Drone deference. Multiple factories in Kirov fined for failing to enlist workers to guard against Ukrainian drones
Article
9 July 2026, 19:54

Drone deference. Multiple factories in Kirov fined for failing to enlist workers to guard against Ukrainian drones

The grounds of the Lepse plant in Kirov. Photo: Wikimapia

Courts in Kirov, a city 900 km northeast of Moscow, have fined three local factories a combined 200,000 rubles, or about $2,600, for failing to recruit enough of their own employees into the “mobilisation reserve” to guard the plants against drone attacks. This duty imposed on them by the regional operational headquarters set up to deal with emergencies of this kind in wartime. Mediazona found the cases in court records after Verstka spotted the first ruling.

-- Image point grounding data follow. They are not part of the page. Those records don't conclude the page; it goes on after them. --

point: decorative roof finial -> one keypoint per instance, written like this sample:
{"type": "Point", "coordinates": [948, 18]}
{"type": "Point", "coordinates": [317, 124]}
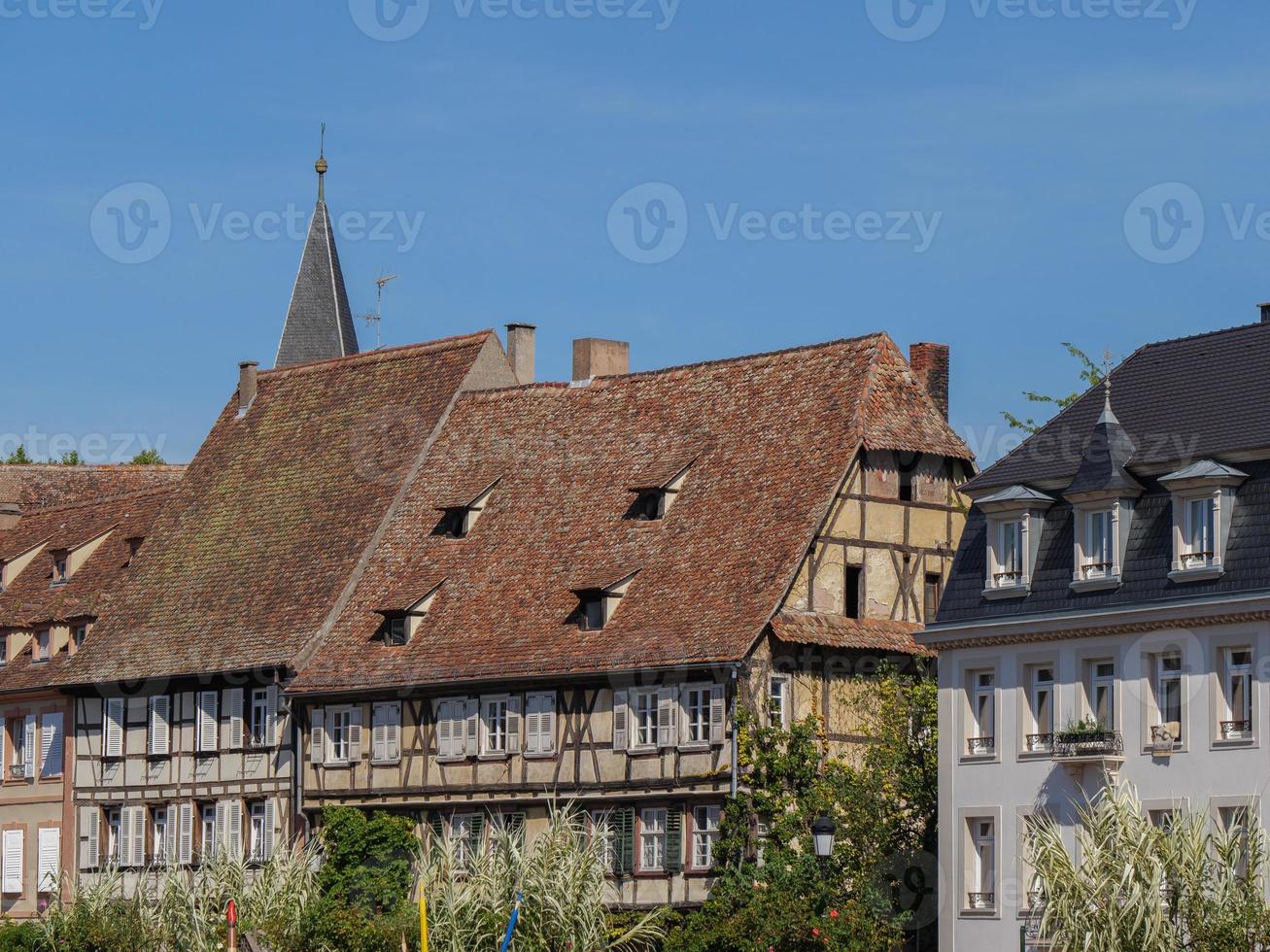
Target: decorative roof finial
{"type": "Point", "coordinates": [321, 165]}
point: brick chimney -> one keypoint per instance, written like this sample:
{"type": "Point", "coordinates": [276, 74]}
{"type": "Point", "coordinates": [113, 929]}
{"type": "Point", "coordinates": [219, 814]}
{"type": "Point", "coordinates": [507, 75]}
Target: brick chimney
{"type": "Point", "coordinates": [248, 371]}
{"type": "Point", "coordinates": [594, 357]}
{"type": "Point", "coordinates": [520, 351]}
{"type": "Point", "coordinates": [930, 364]}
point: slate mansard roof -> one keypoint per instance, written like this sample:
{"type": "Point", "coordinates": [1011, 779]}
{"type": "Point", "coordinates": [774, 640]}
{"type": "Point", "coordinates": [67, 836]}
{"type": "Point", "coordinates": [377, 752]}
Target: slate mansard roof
{"type": "Point", "coordinates": [259, 541]}
{"type": "Point", "coordinates": [1180, 402]}
{"type": "Point", "coordinates": [769, 439]}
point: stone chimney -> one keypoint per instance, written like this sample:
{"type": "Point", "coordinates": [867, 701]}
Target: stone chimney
{"type": "Point", "coordinates": [520, 351]}
{"type": "Point", "coordinates": [930, 364]}
{"type": "Point", "coordinates": [594, 357]}
{"type": "Point", "coordinates": [248, 371]}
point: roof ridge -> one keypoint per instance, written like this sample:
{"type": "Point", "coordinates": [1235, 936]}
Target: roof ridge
{"type": "Point", "coordinates": [386, 353]}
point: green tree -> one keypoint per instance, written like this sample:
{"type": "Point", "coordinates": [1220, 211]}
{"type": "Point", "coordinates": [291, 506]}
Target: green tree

On June 2, magistrate court No. 61 in Kirov fined the Lepse Electric Machine-Building Plant 50,000 rubles, or $655, under a protocol charging it with failure to comply with a decision of the regional operational headquarters. The text of the since-deleted appellate ruling was spotted by Verstka.

In late December 2025, the Kirov operational headquarters placed the plant on a list of strategic facilities “presenting the highest level of danger” due to the threat of Ukrainian drone attacks, meaning the site is subject to “protection and defence” by employees drawn from the “mobilisation reserve”.

Lepse’s management was unable to find such workers in time: its recruitment drive proved “fruitless”, the plant's defence explained in court, though the required quota was later filled.

Mediazona found that at least two other Kirov enterprises have been fined on the same charge: the Selmash and Mayak plants. Selmash was fined 100,000 rubles and Mayak 50,000; on appeal, Selmash’s fine was halved.

In court, Selmash’s lawyers insisted that the regional operational headquarters has no authority to set staffing quotas, and that the enterprise itself must not coerce employees into joining the reserve due to constitutionally guaranteed freedom of labour. By the time the appeal was heard, however, the plant had managed to fill its quota of ten people, which is what earned it the reduction.

Mayak’s representatives, like Lepse’s defence, argued that the plant had done everything it could to recruit reservists but failed to fill the quota within the one-month deadline.

The demands on factory managers come as Ukrainian drones strike ever deeper into Russian territory. Repeated attacks on oil refineries have set off a nationwide fuel crisis, and in early July, drones reached the Omsk refinery, the farthest target from the front line they have managed to hit.